There is no magic formula for a best load but the one that I use is based on caliber and rate of twist using round ball and 3f black powder. It is ball diameter X rate of twist X 2. for example, 54 caliber with a rate of twist 1/66 would be .54 x 66 x 2 = 35.64 x 2 = 71.28grs. Now this is intended to be a starting load. You would need to fine tune the load for best accuracy at the range that you intend to shoot. So, based on that formula, I would start at 70grs and work it up in 5gr increments until best accuracy is obtained. Remember though that this is for fffg powder and round ball only.
 
I'd be interested in the reasoning behind this formula, if that's possible. What's the logic behind it, the relationship between twist rate and caliber which makes it work? Why 3F only, why roundball only? What makes the resultant of the calculation a better starting point than any other?

Spence
 
mr.flintlock said:
Remember though that this is for fffg powder and round ball only.

And .54 caliber and 1/66 twist also....

When you apply it to other calibers and twists, the numbers get a little fuzzy.

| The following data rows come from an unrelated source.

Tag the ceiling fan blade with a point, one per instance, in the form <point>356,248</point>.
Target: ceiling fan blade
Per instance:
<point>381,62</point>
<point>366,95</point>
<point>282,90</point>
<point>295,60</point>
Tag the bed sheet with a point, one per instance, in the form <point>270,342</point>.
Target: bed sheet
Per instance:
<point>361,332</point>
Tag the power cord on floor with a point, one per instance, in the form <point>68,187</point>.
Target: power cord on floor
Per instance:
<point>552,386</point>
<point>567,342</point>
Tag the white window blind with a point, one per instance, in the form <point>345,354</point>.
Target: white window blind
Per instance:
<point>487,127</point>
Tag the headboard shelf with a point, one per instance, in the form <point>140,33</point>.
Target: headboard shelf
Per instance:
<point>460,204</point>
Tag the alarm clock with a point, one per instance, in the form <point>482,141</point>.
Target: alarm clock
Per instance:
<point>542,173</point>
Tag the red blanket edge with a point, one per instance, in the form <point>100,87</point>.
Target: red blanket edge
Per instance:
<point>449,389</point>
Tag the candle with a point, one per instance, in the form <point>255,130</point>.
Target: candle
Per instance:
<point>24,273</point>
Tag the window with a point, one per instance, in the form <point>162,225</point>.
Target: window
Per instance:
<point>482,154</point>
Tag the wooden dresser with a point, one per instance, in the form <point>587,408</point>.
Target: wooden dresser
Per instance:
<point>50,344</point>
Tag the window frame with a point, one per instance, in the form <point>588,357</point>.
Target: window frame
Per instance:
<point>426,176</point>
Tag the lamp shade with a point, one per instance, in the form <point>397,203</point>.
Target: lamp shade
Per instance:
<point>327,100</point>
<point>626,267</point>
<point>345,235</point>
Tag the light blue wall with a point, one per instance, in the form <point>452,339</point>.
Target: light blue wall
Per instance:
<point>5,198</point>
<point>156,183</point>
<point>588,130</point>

And it doesn't work at all with smoothbores.....unless I supplement 66 as a constant...
 
Just for fun I used his formula for several of my rifles. The result was very close to my target loads in each case. Just a bit under my load in each case also. In the case of 2f, the formula was less than my hunting lost and more than my target load for 25 yd. and very close to my 50 & 100 yd. target load. Definatly a good starting point if you don't have one.